By Rich Pell // May. 28, 2015
In a commentary in the journal Nature, artificial intelligence (AI) expert and professor at the University of California, Stuart Russell calls on colleagues to “take a stand” on lethal autonomous weapons systems (LAWS).
In his article, Russell notes that the AI and robotics communities face an ethical choice between supporting or opposing the development of LAWS. Such weapons – which would operate on the battlefield without any human control – are becoming increasingly feasible and have been described as the “third revolution” in warfare, after gunpowder and nuclear weapons.
These could include armed autonomous airborne drones as well as ground-based robotic systems that could include humans among their targets.
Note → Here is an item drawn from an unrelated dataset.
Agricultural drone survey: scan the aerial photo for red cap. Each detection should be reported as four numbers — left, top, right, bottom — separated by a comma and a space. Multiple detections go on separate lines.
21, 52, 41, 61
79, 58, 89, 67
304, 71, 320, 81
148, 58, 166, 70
The technology for such weapons is already here, says Russell, “For example, the technology already demonstrated for self-driving cars, together with the human-like tactical control learned by DeepMind’s DQN (deep Q-network) system, could support urban search-and-destroy missions.”
Russell cites two U.S. DARPA (Defense Advanced Research Projects Agency) programs as examples that foreshadow the planned use of LAWS:
- The Fast Lightweight Autonomy project is to explore ways to enable “a new class of algorithms for minimalistic high-speed navigation in cluttered environments” – i.e., the capability for tiny autonomous UAVs to fly at speeds up to 20 m/s in urban areas and inside buildings without operator control or GPS waypoints.
- Collaborative Operations in Denied Environment is focused on improving the capability for groups of unmanned aircraft systems to work together under a single human commander’s supervision, and aims to “develop algorithms and software that would extend the mission capabilities of existing unmanned aircraft systems well beyond the current state of the art.”
While most countries agree with the need for “meaningful human control” over the decisions made by robotic weapons, Russell worries that the term “meaningful” has not been clearly defined, and that allowing machines to decide whom to kill “could violate fundamental principles of human dignity.” Further, there is concern over the potential for such technologies to spill over from the military and be used in peacetime policing of civilian populations.
Ultimately, if LAWS technologies are taken to their logical extreme, Russell foresees a dire future. “One can expect platforms deployed in the millions, the agility and lethality of which will leave humans utterly defenceless.”